Their common bond—the struggles that led them to embark on the path to recovery—leads to mutual support. Your life is an example of success with addiction recovery.

But if you feel that your story has ended and you are at a loss for words, it is time to leave the podium. When discussing repaired relationships, do not make yourself out to be a deity in the eyes of your children. The focus should be on the improvements to your principles; you should not be simply feeding your sharing your story in recovery egoist personality. Many of us have tried to quit drinking or abusing drugs on our own, only for some outside influence to finally push us in the right direction. Noting this in your story may convince newcomers who struggle withthe stubbornnessthat taking suggestions from others can change their very lives.

When discussing people you love or care about, focus on emotional stability you get from loved ones and partners, not romantic feelings. Focus on improving your concepts of relationships and how that differs from when you were in active addiction. The structure of your story matters in terms of when you gave your life to sobriety. This one should be most natural for you as you share your story. It is impossible to tell this piece without including a moment of clarity when you realized what was happening. If your story includes relapse, then it may be a bit different but you can focus on why things are different now than they were before. Perhaps how you are embracing relapse prevention can be included here.

How To Share Your Recovery Story

You might choose to include your previous attempt at recovery under the banner of “what things were like,” and focus on why things are different this time around. For instance, your friends and family may havestaged an intervention. If this is the case, then it should definitely be factored into your story. A big part of recovery is taking suggestions, and agreeing to go to treatment was a big part of your story.

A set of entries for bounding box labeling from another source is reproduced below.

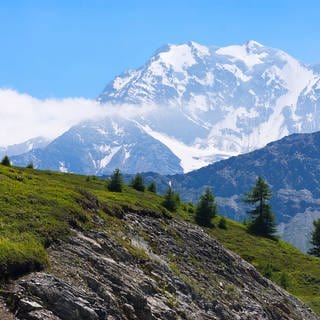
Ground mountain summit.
[13,40,320,174]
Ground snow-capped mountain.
[98,41,320,171]
[0,137,50,158]
[12,117,182,175]
[13,41,320,174]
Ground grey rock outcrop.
[3,212,319,320]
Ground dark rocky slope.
[6,210,319,320]
[139,132,320,252]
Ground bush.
[279,272,289,290]
[195,187,217,227]
[262,263,273,279]
[108,169,123,192]
[218,216,228,229]
[148,181,157,193]
[0,233,49,278]
[162,187,180,212]
[130,174,146,192]
[27,162,33,169]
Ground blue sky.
[0,0,320,98]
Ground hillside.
[139,132,320,251]
[0,166,320,320]
[11,41,320,175]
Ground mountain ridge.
[13,41,320,174]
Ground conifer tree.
[108,169,123,192]
[130,174,146,192]
[244,177,276,238]
[195,187,217,227]
[308,219,320,257]
[162,186,180,212]
[1,156,11,167]
[148,181,157,193]
[26,162,33,169]
[218,216,228,229]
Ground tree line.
[0,156,320,257]
[108,169,276,239]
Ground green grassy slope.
[0,165,320,314]
[209,218,320,314]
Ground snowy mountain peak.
[245,40,264,50]
[95,40,320,171]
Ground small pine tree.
[1,156,11,167]
[262,263,273,279]
[27,162,33,169]
[279,271,289,290]
[195,187,217,227]
[218,216,228,229]
[130,174,146,192]
[308,219,320,257]
[244,177,276,238]
[148,181,157,193]
[108,169,123,192]
[162,187,180,212]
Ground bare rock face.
[3,213,319,320]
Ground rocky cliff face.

The Power Of Sharing Your Recovery Story

This is part of our ongoing commitment to ensure FHE Health is trusted as a leader in mental health and addiction care. Sharing your story provides encouragement to those who may be feeling lost, hopeless, or helpless. They see someone who once was where they are now. They see someone who is sober, clean, and doing well. They feel inspired to keep moving toward their goal of long-term sobriety.

Butch also maintained a private practice, specializing in family of origin work and addiction populations. Dr. Sledge is a sought-after speaker in the industry, talking about the critical need to treat both the mind and body of those struggling with substance use disorder. In addition to working for Cumberland Heights, Dr. Sledge is an assistant professor at the University of Tennessee College of Medicine. Jay is a grateful recovering alumnus, having been a patient at Cumberland Heights in 1989. His personal treatment experience helped shape his leadership principles today. The decision to share your story is an important one. Remember that it doesn’t have to be perfect what’s most important is that it’s heartfelt.